Aam Aadmi Party national convener Arvind Kejriwal had invited the chief ministers of seven states ruled by non-BJP parties other than the Congress for a dinner on March 18 in a bid to forge an alliance for the 2024 Lok Sabha polls, but none of them turned up, sources said on Monday.

The development is seen as a setback to the AAP's ambition to emerge as an anchor to an alliance of non-BJP and non-Congress parties in the run-up to the 2024 Lok Sabha polls.

The planned dinner of the eight leaders, including Kejriwal, which he described as the "Progressive Chief Ministers' Group of India or G-8", was supposed to be followed by a press conference the next day, according to the letter written by the AAP supremo earlier this month.

The letter was sent to chief ministers of West Bengal, Bihar, Telangana, Kerala, Tamil Nadu, Jharkhand and Punjab. The dinner was supposed to be held at Kapurthala House in the national capital.

There was no immediate response from the Aam Aadmi Party over the matter.

"It is delightful that 'The Progressive Chief Ministers' Group of India or G-8' will convene for its inaugural meeting and launch in Delhi. It would be great to usher in a new era of inter-state cooperation.

"Let us gather for a dinner meeting in Delhi on the evening of 18th March 2023. This will be our first meeting and it will give us an opportunity to discuss the way forward for the group," the letter from Kejriwal stated.


The Aam Aadmi Party leader suggested that the proposed G-8 grouping can hold a joint press conference and introduce itself to the people of India.

"As has been indicated by many chief ministers, weekend dates would help us avoid inconvenience and overlap with budget sessions," Kejriwal said.

He ended the letter by saying, "Let us come together to mark a new beginning for our states and our country." Sources in the office of West Bengal Chief Minister Mamata Banerjee said the letter was sent on February 5.

According to the sources, she toyed with the idea and dropped it at the last moment. Last week Banerjee's Trinamool Congress announced that it would fight the Lok Sabha polls sans the Congress or the BJP after she met Samajwadi Party leader Akhilesh Yadav.

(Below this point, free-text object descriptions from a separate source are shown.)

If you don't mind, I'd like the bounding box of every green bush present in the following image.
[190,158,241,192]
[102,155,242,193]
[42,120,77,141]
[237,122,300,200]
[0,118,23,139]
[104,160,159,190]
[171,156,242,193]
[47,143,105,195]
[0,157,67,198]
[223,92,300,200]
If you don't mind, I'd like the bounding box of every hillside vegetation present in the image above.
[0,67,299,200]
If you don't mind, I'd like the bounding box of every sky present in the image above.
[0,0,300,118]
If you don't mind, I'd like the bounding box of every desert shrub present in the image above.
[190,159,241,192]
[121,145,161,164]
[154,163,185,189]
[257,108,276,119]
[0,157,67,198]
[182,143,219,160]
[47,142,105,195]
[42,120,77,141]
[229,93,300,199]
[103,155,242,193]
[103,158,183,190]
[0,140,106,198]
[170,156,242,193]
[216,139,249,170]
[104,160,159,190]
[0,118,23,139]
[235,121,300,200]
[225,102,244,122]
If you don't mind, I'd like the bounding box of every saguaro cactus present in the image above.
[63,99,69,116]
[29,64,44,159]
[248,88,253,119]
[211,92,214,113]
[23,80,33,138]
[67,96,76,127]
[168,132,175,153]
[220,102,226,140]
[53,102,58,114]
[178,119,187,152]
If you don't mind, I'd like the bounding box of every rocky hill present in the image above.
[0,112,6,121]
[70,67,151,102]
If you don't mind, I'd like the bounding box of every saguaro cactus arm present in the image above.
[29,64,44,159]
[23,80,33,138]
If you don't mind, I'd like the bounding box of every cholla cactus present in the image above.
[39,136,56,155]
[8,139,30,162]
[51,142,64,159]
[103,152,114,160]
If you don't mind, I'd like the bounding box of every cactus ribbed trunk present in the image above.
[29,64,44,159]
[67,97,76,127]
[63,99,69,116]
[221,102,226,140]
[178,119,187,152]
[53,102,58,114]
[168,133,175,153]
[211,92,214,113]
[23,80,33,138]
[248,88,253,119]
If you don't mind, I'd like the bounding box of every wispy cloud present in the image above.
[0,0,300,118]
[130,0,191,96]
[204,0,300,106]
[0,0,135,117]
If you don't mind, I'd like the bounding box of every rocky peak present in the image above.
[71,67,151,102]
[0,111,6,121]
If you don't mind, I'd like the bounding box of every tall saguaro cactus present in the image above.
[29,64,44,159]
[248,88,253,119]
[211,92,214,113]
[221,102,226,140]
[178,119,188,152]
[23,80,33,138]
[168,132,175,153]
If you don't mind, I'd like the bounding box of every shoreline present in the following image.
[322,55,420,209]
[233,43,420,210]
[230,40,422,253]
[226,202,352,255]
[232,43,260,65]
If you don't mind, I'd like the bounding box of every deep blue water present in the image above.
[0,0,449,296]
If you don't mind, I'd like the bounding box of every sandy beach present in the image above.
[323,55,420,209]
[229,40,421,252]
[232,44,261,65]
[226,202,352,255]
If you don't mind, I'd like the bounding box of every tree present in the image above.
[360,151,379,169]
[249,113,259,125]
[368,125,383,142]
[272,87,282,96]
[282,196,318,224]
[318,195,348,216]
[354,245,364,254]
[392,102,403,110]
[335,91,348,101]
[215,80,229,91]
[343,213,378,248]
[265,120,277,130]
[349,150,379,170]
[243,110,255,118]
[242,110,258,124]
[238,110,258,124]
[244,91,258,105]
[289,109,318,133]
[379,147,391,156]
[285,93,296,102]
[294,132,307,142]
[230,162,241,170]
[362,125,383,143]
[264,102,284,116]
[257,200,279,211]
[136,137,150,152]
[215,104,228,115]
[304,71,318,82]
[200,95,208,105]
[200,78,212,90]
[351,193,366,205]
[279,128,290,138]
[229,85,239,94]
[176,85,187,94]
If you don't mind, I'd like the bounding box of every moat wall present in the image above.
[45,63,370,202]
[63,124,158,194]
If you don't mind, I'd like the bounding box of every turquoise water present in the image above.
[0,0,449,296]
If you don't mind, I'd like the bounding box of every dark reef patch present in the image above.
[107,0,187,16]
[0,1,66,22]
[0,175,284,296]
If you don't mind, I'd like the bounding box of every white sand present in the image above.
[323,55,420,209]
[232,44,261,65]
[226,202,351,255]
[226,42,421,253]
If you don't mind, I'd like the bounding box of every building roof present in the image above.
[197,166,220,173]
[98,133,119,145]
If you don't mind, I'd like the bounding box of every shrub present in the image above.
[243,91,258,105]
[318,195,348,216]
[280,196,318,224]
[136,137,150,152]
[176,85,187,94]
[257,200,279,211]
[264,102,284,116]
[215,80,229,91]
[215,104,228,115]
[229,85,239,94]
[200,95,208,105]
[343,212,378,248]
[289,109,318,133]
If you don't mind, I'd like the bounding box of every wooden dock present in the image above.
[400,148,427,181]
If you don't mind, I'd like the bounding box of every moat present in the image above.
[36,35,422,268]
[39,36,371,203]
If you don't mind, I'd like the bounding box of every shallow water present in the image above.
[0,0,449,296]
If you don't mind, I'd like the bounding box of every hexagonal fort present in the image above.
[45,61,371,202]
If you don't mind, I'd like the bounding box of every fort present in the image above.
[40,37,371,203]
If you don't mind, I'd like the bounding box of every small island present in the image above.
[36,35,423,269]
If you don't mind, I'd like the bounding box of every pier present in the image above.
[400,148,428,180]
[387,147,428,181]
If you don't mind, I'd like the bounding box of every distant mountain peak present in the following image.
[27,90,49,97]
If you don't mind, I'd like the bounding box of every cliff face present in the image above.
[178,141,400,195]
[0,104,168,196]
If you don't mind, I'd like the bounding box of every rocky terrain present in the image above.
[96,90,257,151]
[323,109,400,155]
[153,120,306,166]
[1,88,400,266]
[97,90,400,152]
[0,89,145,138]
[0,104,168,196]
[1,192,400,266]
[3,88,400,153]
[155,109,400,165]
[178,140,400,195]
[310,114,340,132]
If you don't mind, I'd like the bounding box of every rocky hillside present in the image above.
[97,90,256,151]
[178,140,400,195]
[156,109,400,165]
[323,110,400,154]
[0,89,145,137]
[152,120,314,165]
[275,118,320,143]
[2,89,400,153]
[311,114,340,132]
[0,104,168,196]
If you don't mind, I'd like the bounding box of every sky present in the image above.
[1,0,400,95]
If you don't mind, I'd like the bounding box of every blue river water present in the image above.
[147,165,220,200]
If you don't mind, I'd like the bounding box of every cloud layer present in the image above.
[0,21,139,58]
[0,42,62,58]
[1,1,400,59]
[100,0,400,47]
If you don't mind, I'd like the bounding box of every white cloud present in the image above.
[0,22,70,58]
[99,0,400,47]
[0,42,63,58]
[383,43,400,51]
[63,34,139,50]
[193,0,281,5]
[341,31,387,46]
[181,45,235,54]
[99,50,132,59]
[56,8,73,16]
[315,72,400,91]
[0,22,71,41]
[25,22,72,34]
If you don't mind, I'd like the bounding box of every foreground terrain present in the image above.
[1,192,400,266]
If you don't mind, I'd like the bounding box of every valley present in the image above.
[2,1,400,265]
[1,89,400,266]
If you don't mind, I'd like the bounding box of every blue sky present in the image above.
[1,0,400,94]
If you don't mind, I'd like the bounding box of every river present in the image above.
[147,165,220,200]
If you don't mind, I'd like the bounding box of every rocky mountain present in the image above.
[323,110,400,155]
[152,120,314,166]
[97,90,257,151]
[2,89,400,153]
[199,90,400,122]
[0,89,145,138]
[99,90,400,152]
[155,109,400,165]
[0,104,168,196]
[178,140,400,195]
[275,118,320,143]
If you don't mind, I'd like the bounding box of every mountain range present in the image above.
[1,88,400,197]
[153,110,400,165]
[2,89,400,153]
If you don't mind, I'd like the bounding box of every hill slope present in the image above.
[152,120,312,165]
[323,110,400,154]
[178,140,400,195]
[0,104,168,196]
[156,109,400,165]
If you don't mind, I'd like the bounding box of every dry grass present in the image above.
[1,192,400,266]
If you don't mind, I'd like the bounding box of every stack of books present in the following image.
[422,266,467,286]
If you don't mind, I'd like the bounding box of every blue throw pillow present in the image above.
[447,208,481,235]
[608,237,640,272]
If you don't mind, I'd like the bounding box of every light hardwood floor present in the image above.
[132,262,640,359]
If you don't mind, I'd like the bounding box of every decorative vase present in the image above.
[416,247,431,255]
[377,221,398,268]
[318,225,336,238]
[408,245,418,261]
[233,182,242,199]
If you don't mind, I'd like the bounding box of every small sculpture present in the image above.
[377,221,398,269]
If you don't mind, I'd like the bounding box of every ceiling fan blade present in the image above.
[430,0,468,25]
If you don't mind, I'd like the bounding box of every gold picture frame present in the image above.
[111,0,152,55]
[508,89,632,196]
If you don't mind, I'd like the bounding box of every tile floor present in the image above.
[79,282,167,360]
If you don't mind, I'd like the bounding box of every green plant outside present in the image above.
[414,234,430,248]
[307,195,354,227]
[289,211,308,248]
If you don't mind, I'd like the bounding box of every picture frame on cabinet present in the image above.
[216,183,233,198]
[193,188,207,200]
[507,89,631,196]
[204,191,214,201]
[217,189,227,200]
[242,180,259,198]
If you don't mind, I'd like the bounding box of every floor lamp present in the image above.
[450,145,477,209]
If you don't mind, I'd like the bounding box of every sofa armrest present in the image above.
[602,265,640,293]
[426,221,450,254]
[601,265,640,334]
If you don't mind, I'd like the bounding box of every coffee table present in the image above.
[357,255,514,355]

Her party's spokesperson, while dismissing talks of a third front, held out the possibility of regional players, including former NDA allies, coming together ahead of the 2024 general elections.

The JD(U), which is ruling in Bihar in alliance with the RJD, has been shy in being seen on the same page with AAP even though Chief Minister Nitish Kumar had met Arvind Kejriwal during his Delhi trip immediately after joining the Mahagathbandhan.

A case in point is the JD(U) not signing a recent letter addressed to Prime Minister Narendra Modi, protesting the CBI action against Manish Sisodia. The JD(U) then appeared to have toed the line taken by Congress, its ally in Bihar.

Kerala CMO and the DMK, which is ruling Tamil Nadu, refused to comment on the matter.